Despite the late hour, woozy from the many glasses of Chianti chasing the mugs of dark draft beer and the long day of scientific talks, Gentel explored the neighborhood before retiring. The shops, many protected by bars to keep out thieves, were closed; the streets were deserted. The only sounds of life were Gentel’s quiet footsteps and the muted motor of an occasional car or motorcycle in the distance.
He strolled into a narrow alley. A dim glow from a lamp attached to a building sprayed orange-yellow. Squinting, he saw an archway ahead.
A stylish lady’s shoe, red with a very high heel next to a stone pillar framing the archway caught his attention. Black lacings like wire. A small foot with pink toenails and a bare, cream-colored calf. He heard muffled, feminine sounds and edged closer to peek around the column.
A youngish man with wavy hair, half-open shirt, tight pants and patent leather shoes held a woman with arms limp by her side, knees bent. A gold crucifix with a thick gold chain dangled against the man’s chest. His heavy brass ring with an oval onyx pressed against her ghost-white face.
“Holy shit,” thought Gentel, too scared to make noise. He looked around for help, but no one was there. There were no homes along the alley, only the closed boutiques with bars across the windows and doors.
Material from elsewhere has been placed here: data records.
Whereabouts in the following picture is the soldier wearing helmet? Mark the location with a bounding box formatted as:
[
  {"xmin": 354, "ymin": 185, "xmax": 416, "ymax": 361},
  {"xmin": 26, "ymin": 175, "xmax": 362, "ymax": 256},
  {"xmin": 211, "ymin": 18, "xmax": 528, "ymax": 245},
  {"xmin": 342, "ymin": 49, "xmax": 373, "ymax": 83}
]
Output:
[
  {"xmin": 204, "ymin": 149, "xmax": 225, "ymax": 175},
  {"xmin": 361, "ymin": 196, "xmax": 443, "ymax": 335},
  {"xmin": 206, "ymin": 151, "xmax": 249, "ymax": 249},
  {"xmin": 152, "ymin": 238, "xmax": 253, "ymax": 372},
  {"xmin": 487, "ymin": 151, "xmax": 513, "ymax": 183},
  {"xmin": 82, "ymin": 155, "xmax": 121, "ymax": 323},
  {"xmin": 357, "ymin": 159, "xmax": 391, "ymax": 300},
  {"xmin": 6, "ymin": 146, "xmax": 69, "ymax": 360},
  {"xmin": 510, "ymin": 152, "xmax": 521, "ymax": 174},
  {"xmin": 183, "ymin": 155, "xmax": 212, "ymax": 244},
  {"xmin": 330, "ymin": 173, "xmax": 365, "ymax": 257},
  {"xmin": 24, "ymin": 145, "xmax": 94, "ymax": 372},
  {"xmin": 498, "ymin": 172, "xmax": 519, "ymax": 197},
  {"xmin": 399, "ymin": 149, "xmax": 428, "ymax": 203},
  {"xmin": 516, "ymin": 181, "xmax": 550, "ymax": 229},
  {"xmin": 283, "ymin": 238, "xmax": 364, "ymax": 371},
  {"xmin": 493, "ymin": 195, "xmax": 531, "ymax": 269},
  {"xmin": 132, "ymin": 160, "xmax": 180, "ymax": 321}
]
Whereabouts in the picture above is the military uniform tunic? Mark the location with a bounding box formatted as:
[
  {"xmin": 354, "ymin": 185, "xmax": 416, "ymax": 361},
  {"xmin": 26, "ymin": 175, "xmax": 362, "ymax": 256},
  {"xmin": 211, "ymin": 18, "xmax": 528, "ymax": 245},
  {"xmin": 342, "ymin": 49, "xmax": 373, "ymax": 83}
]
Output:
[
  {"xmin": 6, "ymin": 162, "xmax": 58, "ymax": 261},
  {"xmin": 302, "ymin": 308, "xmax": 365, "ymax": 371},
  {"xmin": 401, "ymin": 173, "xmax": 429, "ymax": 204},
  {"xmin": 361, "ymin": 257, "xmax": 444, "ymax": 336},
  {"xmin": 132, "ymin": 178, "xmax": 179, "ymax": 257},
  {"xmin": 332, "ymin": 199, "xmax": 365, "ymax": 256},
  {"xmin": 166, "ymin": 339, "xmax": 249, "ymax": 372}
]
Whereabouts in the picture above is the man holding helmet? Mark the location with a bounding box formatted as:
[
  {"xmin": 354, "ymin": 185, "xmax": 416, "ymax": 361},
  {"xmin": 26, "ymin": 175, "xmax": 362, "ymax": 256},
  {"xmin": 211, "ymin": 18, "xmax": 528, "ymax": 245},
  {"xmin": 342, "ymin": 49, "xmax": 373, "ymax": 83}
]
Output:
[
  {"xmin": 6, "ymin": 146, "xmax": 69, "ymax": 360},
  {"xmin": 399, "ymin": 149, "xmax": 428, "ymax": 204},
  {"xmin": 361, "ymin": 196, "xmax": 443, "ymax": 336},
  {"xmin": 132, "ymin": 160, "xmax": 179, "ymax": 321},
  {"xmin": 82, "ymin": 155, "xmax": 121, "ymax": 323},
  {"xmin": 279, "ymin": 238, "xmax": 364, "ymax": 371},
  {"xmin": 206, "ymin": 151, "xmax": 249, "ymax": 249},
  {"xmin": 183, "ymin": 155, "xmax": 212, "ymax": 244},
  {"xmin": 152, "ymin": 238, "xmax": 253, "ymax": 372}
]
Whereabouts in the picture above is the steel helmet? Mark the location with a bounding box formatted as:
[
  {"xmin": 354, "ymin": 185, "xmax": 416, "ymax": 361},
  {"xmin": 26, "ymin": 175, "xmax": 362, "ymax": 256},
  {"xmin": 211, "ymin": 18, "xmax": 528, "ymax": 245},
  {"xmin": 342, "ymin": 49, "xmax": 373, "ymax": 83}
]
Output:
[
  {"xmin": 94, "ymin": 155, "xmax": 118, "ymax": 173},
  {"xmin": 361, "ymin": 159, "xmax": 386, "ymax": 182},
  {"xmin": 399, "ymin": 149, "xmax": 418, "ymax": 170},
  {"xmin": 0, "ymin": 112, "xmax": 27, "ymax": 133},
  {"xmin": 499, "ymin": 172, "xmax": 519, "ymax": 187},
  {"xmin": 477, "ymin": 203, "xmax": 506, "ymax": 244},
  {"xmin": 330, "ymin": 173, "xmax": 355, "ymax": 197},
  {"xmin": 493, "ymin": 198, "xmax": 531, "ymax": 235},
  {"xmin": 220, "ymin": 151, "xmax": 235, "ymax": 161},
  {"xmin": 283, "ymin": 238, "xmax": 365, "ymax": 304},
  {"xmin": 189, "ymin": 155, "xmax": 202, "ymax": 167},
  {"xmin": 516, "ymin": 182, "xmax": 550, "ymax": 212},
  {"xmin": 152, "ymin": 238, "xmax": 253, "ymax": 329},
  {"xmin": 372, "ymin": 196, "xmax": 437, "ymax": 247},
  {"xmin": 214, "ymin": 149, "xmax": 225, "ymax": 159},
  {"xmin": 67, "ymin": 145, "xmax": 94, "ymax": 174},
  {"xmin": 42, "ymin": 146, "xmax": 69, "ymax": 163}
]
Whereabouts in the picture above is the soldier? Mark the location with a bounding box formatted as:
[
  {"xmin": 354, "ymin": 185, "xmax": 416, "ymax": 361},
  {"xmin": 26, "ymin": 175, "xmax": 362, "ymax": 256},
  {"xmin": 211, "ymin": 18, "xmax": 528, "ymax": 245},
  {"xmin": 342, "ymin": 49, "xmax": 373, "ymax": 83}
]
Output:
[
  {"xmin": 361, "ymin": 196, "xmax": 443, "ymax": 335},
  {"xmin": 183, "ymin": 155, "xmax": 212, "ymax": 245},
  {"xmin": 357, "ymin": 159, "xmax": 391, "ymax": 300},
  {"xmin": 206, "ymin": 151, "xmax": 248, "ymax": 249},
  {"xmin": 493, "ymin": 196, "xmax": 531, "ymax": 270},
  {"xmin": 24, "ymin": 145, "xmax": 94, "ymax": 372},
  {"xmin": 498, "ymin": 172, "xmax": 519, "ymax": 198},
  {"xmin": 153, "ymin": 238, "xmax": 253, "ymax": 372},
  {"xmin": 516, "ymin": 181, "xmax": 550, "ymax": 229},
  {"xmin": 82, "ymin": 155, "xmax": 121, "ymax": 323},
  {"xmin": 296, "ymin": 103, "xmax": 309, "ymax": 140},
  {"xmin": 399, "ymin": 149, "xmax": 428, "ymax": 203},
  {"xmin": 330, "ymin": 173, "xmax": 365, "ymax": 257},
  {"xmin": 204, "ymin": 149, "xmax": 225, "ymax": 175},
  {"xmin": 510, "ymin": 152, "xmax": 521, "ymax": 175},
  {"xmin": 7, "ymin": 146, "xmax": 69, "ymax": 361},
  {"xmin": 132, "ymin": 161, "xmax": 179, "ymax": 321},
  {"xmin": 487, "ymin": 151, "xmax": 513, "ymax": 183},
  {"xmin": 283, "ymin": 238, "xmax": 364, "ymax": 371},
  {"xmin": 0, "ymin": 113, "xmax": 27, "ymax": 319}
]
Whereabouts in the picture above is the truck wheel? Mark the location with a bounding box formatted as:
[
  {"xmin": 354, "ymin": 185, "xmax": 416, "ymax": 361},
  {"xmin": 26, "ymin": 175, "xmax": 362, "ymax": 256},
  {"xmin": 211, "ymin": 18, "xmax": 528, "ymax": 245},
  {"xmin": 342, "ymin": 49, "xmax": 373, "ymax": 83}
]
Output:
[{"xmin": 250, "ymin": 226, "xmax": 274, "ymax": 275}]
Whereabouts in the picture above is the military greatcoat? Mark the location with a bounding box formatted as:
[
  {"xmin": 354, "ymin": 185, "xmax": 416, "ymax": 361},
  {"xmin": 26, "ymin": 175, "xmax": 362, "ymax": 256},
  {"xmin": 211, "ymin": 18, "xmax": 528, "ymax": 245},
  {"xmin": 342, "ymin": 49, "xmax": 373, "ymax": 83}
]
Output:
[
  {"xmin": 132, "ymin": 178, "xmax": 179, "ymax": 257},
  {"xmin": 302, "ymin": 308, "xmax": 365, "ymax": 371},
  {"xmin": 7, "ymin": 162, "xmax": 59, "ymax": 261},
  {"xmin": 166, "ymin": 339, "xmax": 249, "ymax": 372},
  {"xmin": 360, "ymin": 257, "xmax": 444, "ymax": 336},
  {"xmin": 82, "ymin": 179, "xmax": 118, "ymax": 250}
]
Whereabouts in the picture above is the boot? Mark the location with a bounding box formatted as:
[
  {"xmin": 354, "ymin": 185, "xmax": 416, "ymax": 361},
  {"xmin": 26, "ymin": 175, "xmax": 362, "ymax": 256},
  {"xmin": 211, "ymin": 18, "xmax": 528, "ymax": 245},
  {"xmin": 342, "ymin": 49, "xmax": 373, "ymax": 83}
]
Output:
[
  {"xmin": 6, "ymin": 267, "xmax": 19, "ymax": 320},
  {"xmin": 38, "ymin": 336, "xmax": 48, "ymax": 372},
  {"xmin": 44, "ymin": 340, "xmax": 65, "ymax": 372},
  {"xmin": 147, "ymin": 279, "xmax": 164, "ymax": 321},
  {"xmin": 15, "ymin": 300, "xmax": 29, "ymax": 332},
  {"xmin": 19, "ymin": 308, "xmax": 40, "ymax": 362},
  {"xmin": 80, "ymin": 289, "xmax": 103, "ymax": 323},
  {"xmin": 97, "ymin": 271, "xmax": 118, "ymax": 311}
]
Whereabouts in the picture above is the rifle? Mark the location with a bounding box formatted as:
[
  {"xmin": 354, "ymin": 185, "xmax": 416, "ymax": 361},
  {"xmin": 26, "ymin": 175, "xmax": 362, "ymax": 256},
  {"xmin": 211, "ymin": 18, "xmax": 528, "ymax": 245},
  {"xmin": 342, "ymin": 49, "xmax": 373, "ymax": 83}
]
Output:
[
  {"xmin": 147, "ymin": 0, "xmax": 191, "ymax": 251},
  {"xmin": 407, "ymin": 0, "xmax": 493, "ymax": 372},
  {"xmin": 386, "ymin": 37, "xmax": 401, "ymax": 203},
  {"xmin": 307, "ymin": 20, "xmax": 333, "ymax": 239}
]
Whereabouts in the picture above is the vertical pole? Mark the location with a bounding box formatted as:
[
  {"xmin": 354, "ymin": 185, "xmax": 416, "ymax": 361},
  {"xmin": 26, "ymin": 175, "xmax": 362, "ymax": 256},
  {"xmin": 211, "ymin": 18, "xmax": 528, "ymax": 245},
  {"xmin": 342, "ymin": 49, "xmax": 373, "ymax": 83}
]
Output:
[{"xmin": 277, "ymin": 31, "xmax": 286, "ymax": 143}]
The man held the knife close to the blade such that the handle extended beyond his grip. The curved blade, stained with blood, tapered to a needle-sharp point. The patina of dark wooden handle glowed, and a silver plate capped the end of the handle.
She looked young and helpless, five feet tall at most. Annie was about that height when he last saw her a year ago, and thin like her, frail. But the victim before him was no child, and her abductor was no parent. Her short auburn hair was in disarray and her white, sleeveless blouse ripped, exposing her left breast. And blood, yes, a lot drenched her blouse that overlapped the waistline of her tan skirt, also splotched with patches of dark red. Blood seeped from a gash in her side and formed a small puddle with short streams between cobblestones. Her eyes, glazed, her mouth, suffocated by his hand. Her groans weakened, her eyes shut, her body slumped.